After Admissions Scandal, Harvard Announces Only Rich Children Can Attend

Mar 14, 2019

A college admissions scam is shaking America.  It revolves around William Singer, the founder of the Key, which helped privileged children cheat on their college entrance exams by bribing exam officials, and also by bribing coaches of prospective student athletes.

Among the high-profile individuals caught up in the controversy are TV actresses Felicity Huffman and Lori Loughlin.

The abuse of wealth and privilege has outraged America, which still likes to dream that if you work hard enough you too can be a millionaire, no matter your class, creed, or color.

But the real puzzle is why bribe at all?  The children of the superrich and privileged have long depended on “legacy admissions” to get them into their Ivy-league college of choice.  You just apply to the same elite school that Mom or Dad went to, and you’ll get right in, especially if More or Dad gives a nice little donation during the admissions process to the university’s endowment fund.

That’s how you attend an Ivy league school.  You don’t bribe random test officials and coaches.  You bribe the school itself, which is legal.
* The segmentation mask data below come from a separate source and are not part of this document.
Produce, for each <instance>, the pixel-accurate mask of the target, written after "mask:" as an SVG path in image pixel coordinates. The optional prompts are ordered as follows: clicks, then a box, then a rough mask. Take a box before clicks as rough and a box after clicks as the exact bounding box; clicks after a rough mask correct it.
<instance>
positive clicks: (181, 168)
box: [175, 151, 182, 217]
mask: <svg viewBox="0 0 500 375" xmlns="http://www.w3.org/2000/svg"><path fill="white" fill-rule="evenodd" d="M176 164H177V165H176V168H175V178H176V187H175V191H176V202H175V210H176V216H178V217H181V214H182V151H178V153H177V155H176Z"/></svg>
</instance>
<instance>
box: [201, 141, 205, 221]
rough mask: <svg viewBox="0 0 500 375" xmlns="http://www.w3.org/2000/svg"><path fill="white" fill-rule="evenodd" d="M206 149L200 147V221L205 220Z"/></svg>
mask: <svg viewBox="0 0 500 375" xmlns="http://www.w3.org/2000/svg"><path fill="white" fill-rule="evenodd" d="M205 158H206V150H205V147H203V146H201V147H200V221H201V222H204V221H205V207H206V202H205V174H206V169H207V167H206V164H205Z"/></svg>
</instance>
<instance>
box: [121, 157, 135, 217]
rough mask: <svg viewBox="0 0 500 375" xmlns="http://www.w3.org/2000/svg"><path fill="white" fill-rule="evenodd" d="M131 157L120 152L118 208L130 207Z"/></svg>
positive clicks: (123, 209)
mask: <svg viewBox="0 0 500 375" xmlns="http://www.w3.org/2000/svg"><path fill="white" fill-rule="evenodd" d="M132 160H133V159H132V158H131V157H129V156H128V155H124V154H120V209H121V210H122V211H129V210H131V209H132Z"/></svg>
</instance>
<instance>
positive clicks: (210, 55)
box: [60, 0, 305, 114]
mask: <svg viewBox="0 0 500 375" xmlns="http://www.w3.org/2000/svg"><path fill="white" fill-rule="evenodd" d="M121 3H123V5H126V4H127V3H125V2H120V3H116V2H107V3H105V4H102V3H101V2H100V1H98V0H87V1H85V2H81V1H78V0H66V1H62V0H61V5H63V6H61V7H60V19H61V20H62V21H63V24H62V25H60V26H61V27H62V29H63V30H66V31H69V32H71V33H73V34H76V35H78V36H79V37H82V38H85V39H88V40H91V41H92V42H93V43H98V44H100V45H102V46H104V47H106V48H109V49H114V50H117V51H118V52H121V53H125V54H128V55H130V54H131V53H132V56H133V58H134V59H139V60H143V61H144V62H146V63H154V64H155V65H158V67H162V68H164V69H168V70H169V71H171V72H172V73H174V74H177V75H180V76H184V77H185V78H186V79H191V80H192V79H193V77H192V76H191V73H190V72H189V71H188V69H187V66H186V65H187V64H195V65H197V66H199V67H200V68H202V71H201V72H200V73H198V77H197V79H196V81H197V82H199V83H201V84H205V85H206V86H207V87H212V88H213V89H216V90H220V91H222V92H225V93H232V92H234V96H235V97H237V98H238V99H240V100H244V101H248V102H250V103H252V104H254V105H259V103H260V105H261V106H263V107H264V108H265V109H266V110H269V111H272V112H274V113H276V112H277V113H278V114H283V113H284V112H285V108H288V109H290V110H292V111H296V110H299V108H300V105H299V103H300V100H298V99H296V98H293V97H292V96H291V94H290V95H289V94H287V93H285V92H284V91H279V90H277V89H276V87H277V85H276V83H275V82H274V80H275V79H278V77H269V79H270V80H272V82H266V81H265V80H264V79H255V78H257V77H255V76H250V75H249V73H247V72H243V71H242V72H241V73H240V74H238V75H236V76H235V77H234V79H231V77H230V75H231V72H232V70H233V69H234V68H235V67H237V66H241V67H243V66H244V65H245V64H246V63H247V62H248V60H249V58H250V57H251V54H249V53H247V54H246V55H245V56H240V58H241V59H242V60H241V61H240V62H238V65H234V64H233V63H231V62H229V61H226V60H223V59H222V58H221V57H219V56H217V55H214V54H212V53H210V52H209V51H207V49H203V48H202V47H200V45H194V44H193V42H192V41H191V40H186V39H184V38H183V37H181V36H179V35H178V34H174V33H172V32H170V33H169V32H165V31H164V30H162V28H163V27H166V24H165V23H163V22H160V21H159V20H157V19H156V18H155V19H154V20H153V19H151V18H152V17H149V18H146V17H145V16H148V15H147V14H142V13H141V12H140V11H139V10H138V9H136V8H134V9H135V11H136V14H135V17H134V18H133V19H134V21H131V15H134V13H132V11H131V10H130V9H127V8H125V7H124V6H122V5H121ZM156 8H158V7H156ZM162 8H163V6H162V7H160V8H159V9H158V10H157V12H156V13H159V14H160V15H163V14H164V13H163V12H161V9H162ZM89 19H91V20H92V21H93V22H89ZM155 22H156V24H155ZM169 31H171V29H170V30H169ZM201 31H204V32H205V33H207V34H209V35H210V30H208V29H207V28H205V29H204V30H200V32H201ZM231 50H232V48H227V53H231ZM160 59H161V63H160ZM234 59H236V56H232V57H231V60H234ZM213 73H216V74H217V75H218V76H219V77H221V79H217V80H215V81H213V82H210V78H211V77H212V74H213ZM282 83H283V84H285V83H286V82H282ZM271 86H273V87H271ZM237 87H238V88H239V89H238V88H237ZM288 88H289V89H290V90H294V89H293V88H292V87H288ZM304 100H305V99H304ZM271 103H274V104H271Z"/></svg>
In the wake of this ugly scandal, Ivy league schools are adopting new policies.  Harvard announced that “effective immediately” admissions shall only be open to “students with a building named after them.”  And Yale has stopped its diversity initiative, stating that “Affirmative Action is a form of reverse privilege - and we just want the old fashioned kind of privilege again.”

Perhaps most dramatically of all, Brown University announced a return to its pre-1891 policy by refusing entrance to all women.